Vom 8. bis zum 12. Juni geht es dann in die neue whiteBOX. „Space Unfolding“ ist eine Raum-Klang-Installation. Das Vokalensemble der Trondheim Voices aus Norwegen erabeitet in öffentlichen Proben mit dem Sound Designer Asle Karstad und dem Lichtkünstler Kurt Laurenz Theinert eine synästhetisch Raumauffaltung der weißen Box mit öffentlichem Konzert am Abschlusstag.
„Everything is a Remix“, vom 1. Juli bis zum 7. August in der whiteBOX trägt dem großen Themenkomplex Rechnung, wie sehr die digitale Welt die analoge beeinflusst und verformt. Der Mannheimer Medienkünstler und VJ Benjamin Jantzen erforscht in seinen audiovisuellen Performances Fragen der künstlerischen Urheberschaft. Grenzbestimmungen des individuellen künstlerischen Werkgehalts sind spätestens seit den Zitierungen der Hip Hop Hooklines heftig diskutiert. Digitale Operationen und Figurationen im „subnuklearen“ Bereich des geschützten Individual-Werks, verunsichern und eröffnen neue Perspektiven.
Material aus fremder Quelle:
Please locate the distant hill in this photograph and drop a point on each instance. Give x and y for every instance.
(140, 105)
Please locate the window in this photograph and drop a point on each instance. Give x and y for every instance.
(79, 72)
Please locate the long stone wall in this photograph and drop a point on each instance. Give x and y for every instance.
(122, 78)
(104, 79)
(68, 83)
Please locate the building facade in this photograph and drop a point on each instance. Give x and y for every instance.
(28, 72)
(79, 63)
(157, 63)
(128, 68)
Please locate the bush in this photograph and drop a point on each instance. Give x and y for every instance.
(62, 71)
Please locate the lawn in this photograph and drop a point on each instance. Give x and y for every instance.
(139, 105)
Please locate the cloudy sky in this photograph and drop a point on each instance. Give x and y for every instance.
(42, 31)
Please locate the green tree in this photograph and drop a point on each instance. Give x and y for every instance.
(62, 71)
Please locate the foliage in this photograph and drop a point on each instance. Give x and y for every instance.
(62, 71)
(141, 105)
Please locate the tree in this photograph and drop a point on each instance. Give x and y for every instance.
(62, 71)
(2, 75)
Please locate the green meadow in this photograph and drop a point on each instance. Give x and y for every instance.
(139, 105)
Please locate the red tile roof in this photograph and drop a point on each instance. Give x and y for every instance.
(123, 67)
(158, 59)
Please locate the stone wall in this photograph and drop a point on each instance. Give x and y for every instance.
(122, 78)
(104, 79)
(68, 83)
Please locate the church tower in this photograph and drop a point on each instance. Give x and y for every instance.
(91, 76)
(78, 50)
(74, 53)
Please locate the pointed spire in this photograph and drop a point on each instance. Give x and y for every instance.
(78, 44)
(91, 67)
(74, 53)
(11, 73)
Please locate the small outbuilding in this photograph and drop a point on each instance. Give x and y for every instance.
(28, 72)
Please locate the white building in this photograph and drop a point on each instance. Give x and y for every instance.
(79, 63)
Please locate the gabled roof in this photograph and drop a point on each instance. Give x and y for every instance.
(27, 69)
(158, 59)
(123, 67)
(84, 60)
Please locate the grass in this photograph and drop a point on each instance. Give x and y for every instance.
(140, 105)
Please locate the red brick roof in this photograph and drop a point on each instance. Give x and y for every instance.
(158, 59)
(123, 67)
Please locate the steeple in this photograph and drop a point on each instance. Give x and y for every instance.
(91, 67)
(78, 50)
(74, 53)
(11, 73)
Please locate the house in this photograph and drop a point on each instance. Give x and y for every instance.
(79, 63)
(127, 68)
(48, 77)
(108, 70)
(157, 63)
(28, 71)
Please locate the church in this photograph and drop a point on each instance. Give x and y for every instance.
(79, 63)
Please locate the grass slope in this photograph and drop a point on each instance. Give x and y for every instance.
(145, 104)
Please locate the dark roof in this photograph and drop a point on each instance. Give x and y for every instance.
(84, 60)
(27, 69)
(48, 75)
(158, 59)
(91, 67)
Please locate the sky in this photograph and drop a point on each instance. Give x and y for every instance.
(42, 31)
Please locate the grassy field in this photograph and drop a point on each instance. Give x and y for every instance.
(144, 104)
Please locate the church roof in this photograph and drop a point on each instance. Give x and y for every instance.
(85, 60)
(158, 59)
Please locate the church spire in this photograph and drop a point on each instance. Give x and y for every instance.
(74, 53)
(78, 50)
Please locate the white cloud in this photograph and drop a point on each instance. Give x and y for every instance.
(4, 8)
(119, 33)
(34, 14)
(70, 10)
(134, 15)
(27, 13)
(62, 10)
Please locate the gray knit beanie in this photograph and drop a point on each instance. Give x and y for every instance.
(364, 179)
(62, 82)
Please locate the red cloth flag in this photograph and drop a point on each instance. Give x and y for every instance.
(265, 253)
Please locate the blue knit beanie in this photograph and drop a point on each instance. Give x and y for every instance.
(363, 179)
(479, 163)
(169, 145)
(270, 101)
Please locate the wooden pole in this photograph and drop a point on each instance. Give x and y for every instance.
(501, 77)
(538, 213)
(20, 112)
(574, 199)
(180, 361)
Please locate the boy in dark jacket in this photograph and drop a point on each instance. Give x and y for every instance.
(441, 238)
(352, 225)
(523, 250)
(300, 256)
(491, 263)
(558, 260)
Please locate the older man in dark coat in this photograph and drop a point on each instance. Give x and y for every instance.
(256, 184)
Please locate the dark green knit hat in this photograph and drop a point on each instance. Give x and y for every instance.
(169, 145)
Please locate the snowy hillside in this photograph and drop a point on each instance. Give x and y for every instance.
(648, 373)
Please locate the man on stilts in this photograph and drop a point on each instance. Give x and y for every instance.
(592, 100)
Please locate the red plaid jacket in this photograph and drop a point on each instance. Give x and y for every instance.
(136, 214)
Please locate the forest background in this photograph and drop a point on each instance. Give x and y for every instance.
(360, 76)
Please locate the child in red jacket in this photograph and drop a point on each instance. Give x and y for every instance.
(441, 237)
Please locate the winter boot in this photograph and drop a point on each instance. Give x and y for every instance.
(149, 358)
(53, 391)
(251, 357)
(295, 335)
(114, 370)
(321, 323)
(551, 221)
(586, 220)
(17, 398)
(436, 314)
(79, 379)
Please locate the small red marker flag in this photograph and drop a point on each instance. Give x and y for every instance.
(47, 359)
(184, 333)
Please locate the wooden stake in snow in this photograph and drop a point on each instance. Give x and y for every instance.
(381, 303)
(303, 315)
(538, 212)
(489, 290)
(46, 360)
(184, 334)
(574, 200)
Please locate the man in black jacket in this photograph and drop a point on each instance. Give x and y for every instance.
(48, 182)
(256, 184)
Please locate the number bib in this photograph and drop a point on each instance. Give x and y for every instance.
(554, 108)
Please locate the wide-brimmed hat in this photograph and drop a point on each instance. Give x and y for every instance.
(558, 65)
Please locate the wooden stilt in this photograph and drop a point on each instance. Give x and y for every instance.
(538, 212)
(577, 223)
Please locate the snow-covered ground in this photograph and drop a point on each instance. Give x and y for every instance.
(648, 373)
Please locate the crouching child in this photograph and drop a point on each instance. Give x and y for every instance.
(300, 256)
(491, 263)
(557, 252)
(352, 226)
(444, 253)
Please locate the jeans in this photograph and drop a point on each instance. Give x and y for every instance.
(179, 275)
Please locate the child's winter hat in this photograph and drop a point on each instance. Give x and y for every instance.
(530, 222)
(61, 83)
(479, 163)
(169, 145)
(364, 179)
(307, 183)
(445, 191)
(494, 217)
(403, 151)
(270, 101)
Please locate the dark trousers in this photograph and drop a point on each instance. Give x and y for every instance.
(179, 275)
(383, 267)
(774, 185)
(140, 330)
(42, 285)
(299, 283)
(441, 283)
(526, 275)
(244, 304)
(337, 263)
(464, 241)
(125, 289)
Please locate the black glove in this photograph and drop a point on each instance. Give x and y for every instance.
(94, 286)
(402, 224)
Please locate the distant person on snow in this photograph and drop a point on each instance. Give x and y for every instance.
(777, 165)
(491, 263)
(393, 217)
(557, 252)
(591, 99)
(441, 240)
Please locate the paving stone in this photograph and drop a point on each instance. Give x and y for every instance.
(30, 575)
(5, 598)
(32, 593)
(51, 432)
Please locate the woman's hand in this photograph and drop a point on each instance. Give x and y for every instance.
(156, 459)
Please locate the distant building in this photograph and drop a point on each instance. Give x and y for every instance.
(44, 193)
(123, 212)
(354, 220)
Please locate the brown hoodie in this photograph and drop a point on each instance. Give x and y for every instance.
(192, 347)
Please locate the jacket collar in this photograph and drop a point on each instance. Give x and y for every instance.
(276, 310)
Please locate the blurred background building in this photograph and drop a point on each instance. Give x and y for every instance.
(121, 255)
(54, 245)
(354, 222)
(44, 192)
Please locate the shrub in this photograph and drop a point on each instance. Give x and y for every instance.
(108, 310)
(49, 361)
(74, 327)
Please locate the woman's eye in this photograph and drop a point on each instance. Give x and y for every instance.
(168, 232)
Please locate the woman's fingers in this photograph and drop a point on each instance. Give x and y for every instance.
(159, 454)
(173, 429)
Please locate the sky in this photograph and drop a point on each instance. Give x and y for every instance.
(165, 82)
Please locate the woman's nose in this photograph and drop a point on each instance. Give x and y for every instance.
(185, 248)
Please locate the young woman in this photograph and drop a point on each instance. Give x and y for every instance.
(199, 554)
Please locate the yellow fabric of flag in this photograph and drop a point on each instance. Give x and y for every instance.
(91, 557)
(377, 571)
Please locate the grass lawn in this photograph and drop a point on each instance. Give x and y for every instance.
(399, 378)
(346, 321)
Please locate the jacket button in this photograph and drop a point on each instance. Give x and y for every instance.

19. und 20 August: Zum Abschluss der ersten fünfteiligen whiteBOX-Reihe kommt Loomit, der Gründervater der Graffiti-Szene und sozusagen Curator in Residence seit den Tagen des Kunstpark Ost mit „STRAIGHT OUTTA WHITEBOX“ zum Zug. Zusammen mit dem Hip Hop Dancer Miguel Sozinho werden am ersten Tag Dokumentarfilme der Tanzstile B-Boying, Locking, Popping und Voguing gezeigt. Tags darauf geht dann die „Street Life Block Party“ auf dem Freigelände vor dem Technikum ab. Es darf gefeiert werden!